The investigations on uptake corroborated with previous evidence on the lack of zonal transport of benzoate (Fig. 2), but the metabolic studies with zonal hepatocytes failed to provide the expected higher perivenous distribution of benzoate conjugation activity (Fig. 3). A lack of in vitro substantiation was also observed for the glutathione S-transferase (GST) activities toward 1-chloro-2,4-dinitrobenzene (CDNB) and ethacrynic acid, both in incubation studies and Western blotting of immunoreactive Ya and Yb2 GSTs with zonal rat hepatocytes (Tirona et al., 1999). The observations were explained by the cross-contamination of the zonal hepatocytes by cells from other regions and the lack of a steep gradient for conjugation activity despite the fact that the activities are higher in the perivenous region. Indeed, the speculation was confirmed with use of PP and PV lysates for incubation studies and Western blotting when these provided a sharper enrichment and less cross-contamination between PP and PV cells; the higher GST activity in PV cells became apparent (Tirona et al., 1999). Hence, the lack of metabolic zonation for glycine conjugation within zonal hepatocytes in the present study is not definitive of a lack of zonation in the intact organ. This is primarily due to a limitation of the method for the preparation of enriched cells.
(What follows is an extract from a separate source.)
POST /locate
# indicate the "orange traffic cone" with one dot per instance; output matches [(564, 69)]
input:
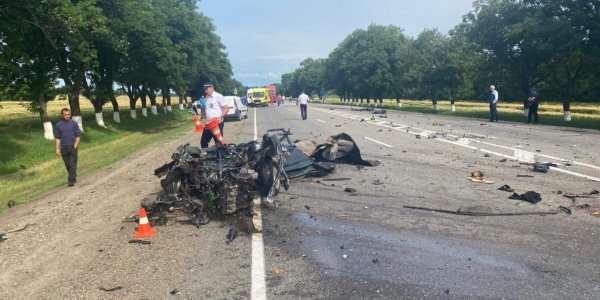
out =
[(199, 126), (144, 229), (213, 126)]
The tubes-in-series model, although less quantitative than the Goresky approach in incorporating flow heterogeneity, was nonetheless useful for the study of metabolic heterogeneity in the intact liver with the indicator dilution technique in progradely and retrogradely perfused livers. Although it is well known that the sinusoidal transit time is heterogeneous (Pang et al., 1994), the predictions afforded by the tubes-in-series model on the ranking of transit times should be preserved. In addition to the tubes-in-series model, another model, the tanks-in-series model (Gray and Tam, 1987; Saville et al., 1992) exists and may be another useful representation, since the impulse function resulting from an injection was similar to that for Goresky's model. However, the tanks-in-series- model is an empirical model, and the number of compartments (N) necessary to describe the data would vary according to the drug (Gray and Tam, 1987). It was found that N approached a value of 2 for red blood cells, albumin, and lidocaine (Gray and Tam, 1987; Saville et al., 1992), and a similar, tanks-in-series model with N = 2 was able to fit the data of estrone sulfate and estrone in the recirculating perfused rat liver preparation (Tan et al., 2001). In fact, our simulations based on the preliminary development of this model with two compartments (one for upstream and one for downstream) showed that characteristics exceedingly similar to the tubes-in-series model were obtained (see Fig. 7). The predictions on the changes of the AUC_M and MTT_M for the tanks-in-series model with permeability and flow direction (data not shown) were similar to that of the tubes-in-series model (Table 1). These models may be useful approaches and further developed as a zonal model (Abu-Zahra and Pang, 2000) to encompass enzyme and transport heterogeneity for the description of zonal drug metabolism.